There is some tendency in modern western culture as to either disbelieve or overemphasize the extent to which totalitarian societies controlled their citizens. You have, on one hand, a culture based around granted liberties that ‘come naturally’; freedom of speech, freedom of press, freedom of religion, and so on. If such things come naturally, they ask, citizens of these countries have no defense for turning these freedoms over to state discretion. The other argument tends to lie in the more cynical logos that humans, when pressed and deceived hard enough, are capable of anything they are told to do.
This is not the case for either of them, however. Any society large enough to become a force to be reckoned with, as our two main examples of the USSR under Stalin and Nazi Germany certainly were, is large enough to have some dissent.

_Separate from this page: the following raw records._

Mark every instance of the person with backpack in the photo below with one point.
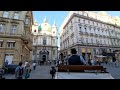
(19, 71)
(34, 65)
(53, 71)
(27, 71)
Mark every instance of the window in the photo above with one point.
(53, 52)
(44, 41)
(1, 44)
(5, 14)
(14, 28)
(16, 15)
(11, 44)
(83, 21)
(53, 32)
(97, 23)
(27, 20)
(53, 41)
(34, 40)
(88, 22)
(104, 42)
(91, 40)
(96, 41)
(2, 27)
(86, 40)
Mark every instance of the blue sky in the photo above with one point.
(58, 17)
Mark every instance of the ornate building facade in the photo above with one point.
(44, 41)
(91, 34)
(15, 36)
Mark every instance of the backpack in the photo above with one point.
(20, 72)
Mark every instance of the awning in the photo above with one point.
(100, 56)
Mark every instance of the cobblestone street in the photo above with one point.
(114, 70)
(42, 72)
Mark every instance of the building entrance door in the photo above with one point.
(44, 57)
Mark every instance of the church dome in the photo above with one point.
(45, 26)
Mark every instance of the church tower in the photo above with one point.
(54, 29)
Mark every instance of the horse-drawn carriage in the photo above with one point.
(82, 72)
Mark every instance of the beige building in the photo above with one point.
(15, 36)
(44, 41)
(91, 33)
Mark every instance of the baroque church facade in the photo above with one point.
(44, 41)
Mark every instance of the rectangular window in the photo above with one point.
(53, 52)
(91, 40)
(2, 27)
(5, 14)
(16, 15)
(53, 41)
(44, 41)
(14, 29)
(83, 21)
(88, 22)
(1, 44)
(11, 44)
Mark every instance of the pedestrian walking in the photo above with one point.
(53, 71)
(34, 65)
(19, 71)
(27, 71)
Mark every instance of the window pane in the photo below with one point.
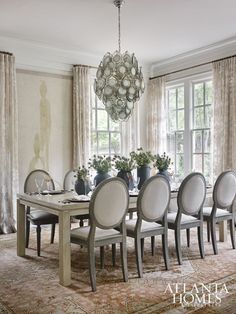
(208, 111)
(172, 120)
(180, 119)
(197, 141)
(171, 143)
(102, 120)
(199, 117)
(94, 143)
(114, 126)
(179, 142)
(181, 97)
(198, 94)
(208, 93)
(115, 143)
(93, 119)
(197, 163)
(103, 143)
(172, 98)
(180, 164)
(207, 141)
(100, 104)
(207, 167)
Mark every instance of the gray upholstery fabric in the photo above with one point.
(146, 226)
(100, 234)
(219, 212)
(171, 217)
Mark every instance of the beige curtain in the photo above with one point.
(156, 116)
(130, 133)
(8, 143)
(224, 130)
(81, 115)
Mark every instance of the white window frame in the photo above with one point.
(188, 82)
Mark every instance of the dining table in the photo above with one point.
(66, 205)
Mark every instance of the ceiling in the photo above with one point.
(154, 29)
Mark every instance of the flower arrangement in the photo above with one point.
(162, 162)
(123, 163)
(101, 163)
(141, 157)
(81, 173)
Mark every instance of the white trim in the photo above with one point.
(209, 53)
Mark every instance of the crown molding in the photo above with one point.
(208, 53)
(35, 56)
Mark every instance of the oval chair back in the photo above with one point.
(30, 185)
(109, 203)
(154, 198)
(192, 194)
(68, 180)
(225, 190)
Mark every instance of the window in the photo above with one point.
(189, 106)
(201, 131)
(175, 134)
(106, 134)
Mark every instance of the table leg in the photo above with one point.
(64, 249)
(223, 231)
(20, 229)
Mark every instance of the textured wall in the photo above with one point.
(45, 123)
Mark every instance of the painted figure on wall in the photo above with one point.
(37, 161)
(45, 124)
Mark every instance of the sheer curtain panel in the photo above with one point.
(81, 115)
(8, 143)
(224, 143)
(156, 116)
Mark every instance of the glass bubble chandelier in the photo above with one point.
(119, 81)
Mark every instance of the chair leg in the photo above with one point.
(38, 230)
(138, 257)
(153, 245)
(142, 248)
(123, 254)
(114, 254)
(27, 233)
(165, 249)
(232, 232)
(178, 246)
(208, 231)
(213, 236)
(200, 240)
(92, 270)
(188, 237)
(102, 257)
(53, 233)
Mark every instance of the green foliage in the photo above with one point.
(101, 163)
(162, 162)
(141, 157)
(123, 163)
(81, 173)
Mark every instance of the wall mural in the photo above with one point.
(42, 138)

Certainly, very little of this dissent was violent or overt, but it was just as much an affront to the regime that the Old Believers survived in Russia or that Communist posters continued to be pasted up in Hamburg until 1937. Gestapo reports themselves admitted a growing antipathy towards what was thought would be war with Czechoslovakia in 1938, and there are recorded instances of wartime criticism towards Stalin by the common people, and even within the NKVD rank-and-file itself.
That is not to say that totalitarian regimes did not exert vast powers over the lives of the ordinary citizen. They controlled the economy, the job flow, the media, the arts, the police, and the schools, usually with overlapping organizations. In practice, neither were they subject to their own rules and regulations, which, in the case of Nazi Germany especially, were often quite fussy and bureaucratic. Nor is it to say totalitarianism was guaranteed victory over the Weimer Parliamentary system or the Leninist authoritarian state; it was antipathy and apathy towards these systems that let it win.